Rafi, studying a PhD in linguistics at UNE, was an English literature and language teacher in Bangladesh when he became increasingly concerned by an “artificial monoculture” being created through the bias towards English-only learning in international universities like his own.
“English language proficiency in the international context is one of the most saleable skills. English is the language of technology. It’s the language of research journals. It has the language privilege. However, when teaching practice doesn’t tap into the multilingual nature of the classroom, it’s not catering to the needs of students,” he says.
While Rafi learnt to thrive in the English education environment, the initial struggle to survive, the high drop-out rate he saw and the cultural issues created by English-only instruction led to a desire to switch academic specialties and help change the system.
“Starting out at university in Bangladesh, I struggled a lot. The teachers I’ve interviewed for my research have said the same thing. We didn’t develop in the artificial English environment.
“And the problem is, once you start doing well at university, you start to forget your mother tongue.
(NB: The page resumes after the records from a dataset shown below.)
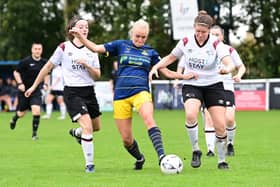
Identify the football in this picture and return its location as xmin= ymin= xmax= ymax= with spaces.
xmin=160 ymin=154 xmax=183 ymax=174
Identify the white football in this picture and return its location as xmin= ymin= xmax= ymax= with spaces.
xmin=160 ymin=154 xmax=183 ymax=174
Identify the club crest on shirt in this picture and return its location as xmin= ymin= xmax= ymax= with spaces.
xmin=206 ymin=50 xmax=214 ymax=56
xmin=86 ymin=53 xmax=93 ymax=58
xmin=141 ymin=50 xmax=148 ymax=56
xmin=124 ymin=47 xmax=131 ymax=53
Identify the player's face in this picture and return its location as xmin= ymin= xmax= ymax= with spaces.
xmin=31 ymin=44 xmax=43 ymax=59
xmin=132 ymin=27 xmax=148 ymax=47
xmin=210 ymin=28 xmax=224 ymax=41
xmin=194 ymin=24 xmax=209 ymax=44
xmin=75 ymin=20 xmax=88 ymax=38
After one year of our master’s degrees, we’d forgotten Bangla spellings,” Rafi says.
“Interestingly, in the state-funded universities, where English doesn’t have the same monolingual privilege that it has in private universities, students tend not to develop English language proficiency to the standard required in higher education, because teachers in Bangladesh aren’t trained to teach languages effectively to multilingual students.
“Using all the languages spoken by students in the classroom must be done strategically, but when it is, it can improve learning outcomes in both language and content learning, as well as student satisfaction and self-esteem,” Rafi says.
Although Rafi started his linguistics training in Bangladesh, he realised there was a big gap in what he was researching and in what he was able to teach in his English-only language and literature classes.
“Linguistics studies in Bangladesh focused too much on English language learning. I was looking for a course that would equip me with the skills to teach students English while helping them gain Bangla proficiency as well,” he says.
Looking abroad to continue his studies, he gained a second master’s degree in the UK before coming to UNE to begin his PhD in linguistics, which offered both the research expertise and scholarship opportunities.
Rafi’s research is looking at the potential of ‘translanguaging’, or integrating a mix of languages into communication, to enhance teaching and learning at tertiary level. Working with supervisors Associate Professor Finex Ndhlovu and Professor Anne-Marie Morgan, Rafi is aiming to create strategies that could inform policies for universities to better utilise the multilingual repertoires of students for academic success.
“Translanguaging is about strategies for language learning and content learning. In international schools, how can you learn and use English, but scaffold it with the mother tongue, such as Bangla? If students learn a science or engineering concept, for example, in both languages, their knowledge will be stronger and they’ll be practising both languages,” Rafi says.
“It would change the multilingual world. Monolingual instruction creates the impression that students who are better at English are better students, when in fact all students can perform as well.
“For multilingual students, being able to learn in their mother tongue is empowering. It legitimises their home language and gives them a more positive attitude towards it. It can help students accept and take pride in multilingualism as part of their identity and it promotes social justice.
“Encouraging home languages in the classroom welcomes and celebrates language and culture at the same time, resulting in a better learning experience. It enables students to compare and contrast literature and ideas and gain higher order critical thinking skills in a way they can’t in a monolingual classroom.
“I was teaching English literature in Bangladesh, but Bangla authors have written on the same themes, issues and topics. Studying both would offer a much broader cultural perspective and experience.”
Further, Rafi says the English language bias in higher education means finding in-language learning resources to study academic subjects can be very difficult, adding an extra layer of complexity when grappling with new subject matter.
He’s looking forward to creating and seeing change.
“My research is dealing with real people and real issues, that’s what I like about it.
“I understand the gap between these higher education classroom policies and the people the policies are designed for. I want to save students from the struggle, help educators understand the issues and give them strategies for success in their multilingual classrooms.”